Searchers found the plane's two flight data recorders, or black boxes, but authorities said it was too early to say what caused Sunday's crash. Transport Minister Theera Haocharoen said the black boxes would be sent to the United States for analysis.
"Hopefully, we will learn in a few weeks the cause of accident," he said.
Officials have said weather was likely a factor. The budget One-Two-Go Airlines flight was carrying 123 passengers and seven crew members from the capital Bangkok to Phuket when it skidded off the runway in driving wind and rain. It then ran through a low retaining wall and split in two.
Survivors described their escape amid chaos, smoke and fire.
"As soon as we hit, everything went dark and everything fell," said Mildred Furlong, 23, a waitress from British Columbia, Canada. The plane started filling with smoke and fires broke out, she said. A passenger in front of her caught fire, while one in the back kicked out a plane window.
Dalad Tantiprasongchai, daughter of the Orient-Thai Airlines chairman which owns One-Two-Go, said 55 foreigners and 36 Thais were among the dead. She could not provide a detailed list of nationalities, other than to say they came from as many as 10 countries.
The deputy governor of Phuket province, Worapot Ratthaseema, said Sunday that some of the victims were from France, Germany, Israel, Australia and Britain.

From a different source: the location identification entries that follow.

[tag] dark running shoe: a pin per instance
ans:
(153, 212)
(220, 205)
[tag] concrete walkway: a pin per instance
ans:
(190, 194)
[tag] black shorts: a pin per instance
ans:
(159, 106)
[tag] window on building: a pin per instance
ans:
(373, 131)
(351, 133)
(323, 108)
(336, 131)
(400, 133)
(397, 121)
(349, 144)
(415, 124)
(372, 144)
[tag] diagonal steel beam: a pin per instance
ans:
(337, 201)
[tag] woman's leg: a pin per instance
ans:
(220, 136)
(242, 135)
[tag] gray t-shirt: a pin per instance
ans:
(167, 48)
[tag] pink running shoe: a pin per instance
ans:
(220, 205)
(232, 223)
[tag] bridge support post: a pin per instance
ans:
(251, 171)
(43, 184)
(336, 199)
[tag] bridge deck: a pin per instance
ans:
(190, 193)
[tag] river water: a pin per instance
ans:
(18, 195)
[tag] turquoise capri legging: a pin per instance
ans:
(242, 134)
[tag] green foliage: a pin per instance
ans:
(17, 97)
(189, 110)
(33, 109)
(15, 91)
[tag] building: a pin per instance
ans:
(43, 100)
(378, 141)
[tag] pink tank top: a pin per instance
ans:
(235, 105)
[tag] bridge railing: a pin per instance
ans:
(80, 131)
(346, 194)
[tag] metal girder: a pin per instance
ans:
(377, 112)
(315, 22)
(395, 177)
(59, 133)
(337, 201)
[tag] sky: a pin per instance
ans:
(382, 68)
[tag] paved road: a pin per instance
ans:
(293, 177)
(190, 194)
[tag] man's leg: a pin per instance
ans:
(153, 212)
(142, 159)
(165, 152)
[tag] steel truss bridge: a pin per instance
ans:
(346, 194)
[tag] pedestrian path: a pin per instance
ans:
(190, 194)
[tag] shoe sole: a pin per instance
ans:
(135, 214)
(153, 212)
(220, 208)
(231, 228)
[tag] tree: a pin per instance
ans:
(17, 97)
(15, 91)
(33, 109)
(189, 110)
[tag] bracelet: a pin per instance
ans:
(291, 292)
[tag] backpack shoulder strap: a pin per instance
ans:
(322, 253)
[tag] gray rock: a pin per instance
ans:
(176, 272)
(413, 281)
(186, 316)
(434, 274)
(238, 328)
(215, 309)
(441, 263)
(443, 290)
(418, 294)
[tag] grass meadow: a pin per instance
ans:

About 60 bodies were retrieved quickly, but it took hours to get the other bodies out. Parts of the twisted plane lay smoking at the side of the runway, while officials wearing masks carried bodies wrapped in white sheets to an airport storage building.
Survivors said the plane landed hard and was out of control.
"Our plane was landing, you can tell it was in trouble, because it kind of landed then came up again the second time," said John Gerard O'Donnell of Ireland, speaking from his hospital bed.
"I came out on the wing of the plane ... the exit door, it was kind of crushed and I had to squeeze through. And saw my friend, he was outside. He just got out before me. And next thing, it really caught fire, then I just got badly burned, my face, my legs, my arms," he said.
Parinwit Chusaeng, who was slightly burned, said some passengers were engulfed in flames.
"I stepped over them on the way out of the plane," Parinwit told The Nation TV channel. "I was afraid that the airplane was going to explode, so I ran away."
Piyanooch Ananpakdee, a coordinator at Bangkok Phuket Hospital, said some survivors told her that passengers stepped on each other as they fled the smoke-filled plane.
She said there were five people in critical condition at her hospital, including a British woman with burns over 60 percent of her body and another person with broken ribs. Many of the injured also had broken legs and similar injuries from jumping from the aircraft, she said.
Dr. Charnsilp Wacharajira said some of the victims were killed by traumatic injuries to the head, not burns from the fire, indicating they died from the impact of the crash.
Many of the passengers had been planning to vacation at Phuket, a popular beach resort that was among the areas hit hardest by the 2004 Indian Ocean tsunami, which killed more than 8,000 people on the island.
The accident was likely to raise new questions about the safety of budget airlines in Southeast Asia, which have experienced rapid growth in recent years and often scramble to find qualified pilots. None of Thailand's budget airlines had previously suffered a major accident, but there have been several deadly crashes in Indonesia.
Many budget airlines use older planes that have been leased or purchased after years of use by other airlines. According to Thai and U.S. aviation registration data, the plane that crashed in Phuket was manufactured and put into use in 1983, and began flying in Thailand in March this year.
One-Two-Go Airlines began operations in December 2003 and is the domestic subsidiary of Orient-Thai Airlines, a regional charter carrier based in Thailand.